Terlampau lama ibu berhutang, bikin tukang sayur jadi kekurangan modal. 

4. Mengutil 
Seseorang tukang sayur bercerita pada saya, di dalam keramaian orang berbelanja, sukai ada ibu-ibu yang mengutil barang. Tingkah laku itu bukan sekedar sekali namun dapat sekian kali dikerjakannya. Juga bukan sekedar satu-dua ibu yang melakukan pengutilan itu. 
Tukang sayur tidak ingin memberinya teguran lantaran kasihan bila ibu tsb jadi malu dihadapan orang banyak. 

5. Senantiasa mau dilayani lebih dulu. 
Lantaran ibu-ibu malas bersabar, tukang sayur jadi cemas. Terkadang hitung-hitungan manualnya kacau dengan kata lain salah harga.

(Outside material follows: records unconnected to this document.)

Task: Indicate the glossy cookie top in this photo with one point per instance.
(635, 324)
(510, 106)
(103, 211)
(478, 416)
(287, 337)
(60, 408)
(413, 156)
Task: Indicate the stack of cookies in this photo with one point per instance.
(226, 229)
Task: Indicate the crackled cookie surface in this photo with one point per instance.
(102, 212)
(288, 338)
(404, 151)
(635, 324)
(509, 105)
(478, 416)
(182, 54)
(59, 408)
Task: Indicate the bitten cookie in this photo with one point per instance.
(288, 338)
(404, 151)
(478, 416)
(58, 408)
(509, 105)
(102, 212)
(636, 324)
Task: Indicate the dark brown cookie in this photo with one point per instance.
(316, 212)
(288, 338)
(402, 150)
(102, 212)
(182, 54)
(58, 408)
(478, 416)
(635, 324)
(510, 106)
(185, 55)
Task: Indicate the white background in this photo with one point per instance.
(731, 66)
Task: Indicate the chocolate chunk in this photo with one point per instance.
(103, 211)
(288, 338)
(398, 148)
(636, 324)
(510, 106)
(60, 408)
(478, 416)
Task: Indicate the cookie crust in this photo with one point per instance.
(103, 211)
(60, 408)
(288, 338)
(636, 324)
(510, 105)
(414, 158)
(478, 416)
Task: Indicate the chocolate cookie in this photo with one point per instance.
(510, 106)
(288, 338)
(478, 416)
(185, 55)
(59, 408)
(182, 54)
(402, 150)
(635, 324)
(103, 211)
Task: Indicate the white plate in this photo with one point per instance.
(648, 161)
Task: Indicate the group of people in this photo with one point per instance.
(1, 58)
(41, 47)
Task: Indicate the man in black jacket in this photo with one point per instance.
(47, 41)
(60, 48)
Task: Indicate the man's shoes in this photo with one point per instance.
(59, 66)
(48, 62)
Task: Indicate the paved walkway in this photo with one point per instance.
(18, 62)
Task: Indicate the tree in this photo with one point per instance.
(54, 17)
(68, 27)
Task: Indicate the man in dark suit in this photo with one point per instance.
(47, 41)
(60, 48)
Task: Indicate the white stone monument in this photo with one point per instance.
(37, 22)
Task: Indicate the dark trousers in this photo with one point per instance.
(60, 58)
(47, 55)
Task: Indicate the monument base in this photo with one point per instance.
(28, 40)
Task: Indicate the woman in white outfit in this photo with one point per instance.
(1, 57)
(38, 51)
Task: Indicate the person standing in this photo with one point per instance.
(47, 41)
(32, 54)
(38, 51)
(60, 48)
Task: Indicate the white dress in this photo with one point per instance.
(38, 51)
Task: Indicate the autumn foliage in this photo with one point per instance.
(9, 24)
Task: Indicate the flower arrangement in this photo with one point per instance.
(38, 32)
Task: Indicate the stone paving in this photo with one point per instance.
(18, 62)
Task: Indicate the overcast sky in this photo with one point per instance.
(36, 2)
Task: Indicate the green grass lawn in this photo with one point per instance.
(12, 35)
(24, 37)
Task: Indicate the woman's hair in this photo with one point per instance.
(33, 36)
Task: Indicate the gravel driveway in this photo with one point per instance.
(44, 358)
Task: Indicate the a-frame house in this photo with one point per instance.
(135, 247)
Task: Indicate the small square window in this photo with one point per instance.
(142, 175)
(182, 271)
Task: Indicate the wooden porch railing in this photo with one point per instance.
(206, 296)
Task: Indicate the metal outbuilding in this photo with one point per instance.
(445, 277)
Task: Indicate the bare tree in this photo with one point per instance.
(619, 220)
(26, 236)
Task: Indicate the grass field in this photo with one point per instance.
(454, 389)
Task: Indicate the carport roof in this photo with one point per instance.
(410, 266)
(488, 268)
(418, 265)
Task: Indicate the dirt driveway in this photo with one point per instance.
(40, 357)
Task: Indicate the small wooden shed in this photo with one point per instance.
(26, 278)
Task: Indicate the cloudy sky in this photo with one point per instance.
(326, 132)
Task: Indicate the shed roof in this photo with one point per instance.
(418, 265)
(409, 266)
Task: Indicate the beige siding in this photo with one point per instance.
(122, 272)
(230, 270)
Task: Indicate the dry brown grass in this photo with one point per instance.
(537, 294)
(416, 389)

Ini dapat punya potensi menyebabkan kerugian. 

6. Berinisiatif mengambil bonus sendiri 
Terkadang ada ibu-ibu memberikan satu barang juga sebagai bonus/pembulatan harga belanjaannya. 

Baiknya kita bertanya dahulu pada tukang sayur apakah ia membolehkan? Bakal tambah baik bila ia yang memilihkan/memastikan type bonusnya. Sekalipun cuma sebutir tomat kecil yang kita minta, bila harga nya tengah tinggi pasti akan memberatkannya. 

Sekian beberapa hal kecil yang sering dikerjakan ibu-ibu pada tukang sayur. Semoga kita tidak termasuk juga dalam kelompok ibu-ibu yang lupa dalam soal itu. 

Kedzoliman kecil yang tanpa ada merasa kita kerjakan setiap hari tentu dapat semakin menumpuk jadi kedzoliman yang besar, na'udzubillah. 

Depok, September 2015 
Sofia S. Wardani 

Profil Penulis : 

Penulis yaitu ibu rumah-tangga dengan empat anak, tinggal di Depok. Terkecuali berkegiatan usaha online-offline kecil-kecilan, ia juga ikuti sebagian komune di orang-orang. 
Menulis, baginya yaitu suatu sistem berlatih harapan, karsa, serta usaha keluar dari zona nyaman.